Predators delay pest resistance to Bt crops

Cornell research shows that the combination of natural enemies, such as ladybeetles, with Bt crops delays a pest’s ability to evolve resistance to these insecticidal proteins.

“This is the first demonstrated example of a predator being able to delay the evolution of resistance in an insect pest to a Bt crop,” said Anthony Shelton, a professor of entomology at Cornell University’s New York State Agricultural Experiment Station in Geneva, N.Y., and a co-author of the paper. Xiaoxia Liu, a visiting scientist from China Agricultural University who worked in the Shelton lab, is the lead author on the paper published in the journal PLoS One.

Bt is a soil bacterium that produces proteins that are toxic to some species of caterpillars and beetles when they are ingested, but have been proven safe to humans and many natural enemies, including predaceous ladybirds. Bt genes have been engineered into a variety of crops to control insect pests.

Since farmers began planting Bt crops in 1996 with 70 million hectares planted in the United States in 2012, there have been only three clear-cut cases in agriculture of resistance in caterpillars, and one in a beetle. “Resistance to Bt crops is surprisingly uncommon,” said Shelton.

To delay or prevent insect pests from evolving resistance to Bt crops, the U.S. Environmental Protection Agency promotes the use of multiple Bt genes in plants and the practice of growing refuges of non-Bt plants that serve as a reservoir for insects with Bt susceptible genes.

“Our paper argues there is another factor involved: the conservation of natural enemies of the pest species,” said Shelton. These predators can reduce the number of potentially resistant individuals in a pest population and delay evolution of resistance to Bt.

In the study, the researchers set up large cages in a greenhouse. Each cage contained Bt broccoli and refuges of non-Bt broccoli. They studied populations of diamondback moth (Plutella xylostella) larvae, a pest of broccoli, and their natural enemies, ladybird beetles (Coleomegilla maculata), for six generations.

Cages contained different combinations of treatments with and without predators, and with and without sprayed insecticides on the non-Bt refuge plants.  Farmers commonly spray insecticides on refuge plants to prevent loss by pests, but such sprays can kill predators and prey indiscriminately.

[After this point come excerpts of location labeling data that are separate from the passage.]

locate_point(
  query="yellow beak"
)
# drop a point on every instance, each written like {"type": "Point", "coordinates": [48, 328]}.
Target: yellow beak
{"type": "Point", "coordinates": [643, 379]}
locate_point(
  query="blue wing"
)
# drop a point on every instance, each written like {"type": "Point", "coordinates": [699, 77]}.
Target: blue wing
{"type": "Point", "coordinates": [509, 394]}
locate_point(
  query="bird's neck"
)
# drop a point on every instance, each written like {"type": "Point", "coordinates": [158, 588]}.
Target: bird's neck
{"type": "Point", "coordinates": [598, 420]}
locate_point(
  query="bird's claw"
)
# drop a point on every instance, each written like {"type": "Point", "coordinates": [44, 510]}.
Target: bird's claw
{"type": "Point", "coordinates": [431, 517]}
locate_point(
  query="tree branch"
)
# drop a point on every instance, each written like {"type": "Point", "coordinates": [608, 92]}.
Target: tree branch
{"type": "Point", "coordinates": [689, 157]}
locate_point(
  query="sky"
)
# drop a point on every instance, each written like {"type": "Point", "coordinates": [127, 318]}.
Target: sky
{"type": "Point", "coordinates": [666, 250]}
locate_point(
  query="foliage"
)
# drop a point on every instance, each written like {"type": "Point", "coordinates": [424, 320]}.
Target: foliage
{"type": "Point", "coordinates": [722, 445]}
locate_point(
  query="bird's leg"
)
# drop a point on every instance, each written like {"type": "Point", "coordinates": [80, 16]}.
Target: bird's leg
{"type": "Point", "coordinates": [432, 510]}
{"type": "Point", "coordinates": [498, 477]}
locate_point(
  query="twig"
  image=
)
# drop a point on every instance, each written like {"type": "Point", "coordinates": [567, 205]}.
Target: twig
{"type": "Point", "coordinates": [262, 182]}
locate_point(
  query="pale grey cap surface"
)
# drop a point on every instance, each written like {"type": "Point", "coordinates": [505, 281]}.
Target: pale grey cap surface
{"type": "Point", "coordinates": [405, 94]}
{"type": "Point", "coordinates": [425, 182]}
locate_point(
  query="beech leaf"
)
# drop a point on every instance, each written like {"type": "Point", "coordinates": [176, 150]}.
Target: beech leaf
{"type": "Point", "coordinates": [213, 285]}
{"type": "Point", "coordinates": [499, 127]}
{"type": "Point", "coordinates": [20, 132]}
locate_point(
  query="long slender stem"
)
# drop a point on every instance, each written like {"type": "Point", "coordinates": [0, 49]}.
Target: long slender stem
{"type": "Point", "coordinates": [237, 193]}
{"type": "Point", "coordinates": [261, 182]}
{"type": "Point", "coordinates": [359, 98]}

The results showed that diamondback moth populations were reduced in the treatment containing ladybird beetles and unsprayed non-Bt refuge plants. Also, resistance to Bt plants evolved significantly slower in this treatment. In contrast, Bt plants with no refuge were completely defoliated in treatments without ladybirds after only four to five generations, showing rapid development of resistance in the pests. In the treatment with sprayed non-Bt refuge plants and predators, diamondback moth populations were reduced, but the larvae more quickly evolved resistance to the Bt plants.

“These results demonstrate the effectiveness of Bt plants in controlling the pest population, the lack of effect of Bt on the predators and the role predators play in delaying resistance to Bt plants in the pest population,” said Shelton.

The study was funded by United States Department of Agriculture and the Special Research Projects for Developing Transgenic Plants in China.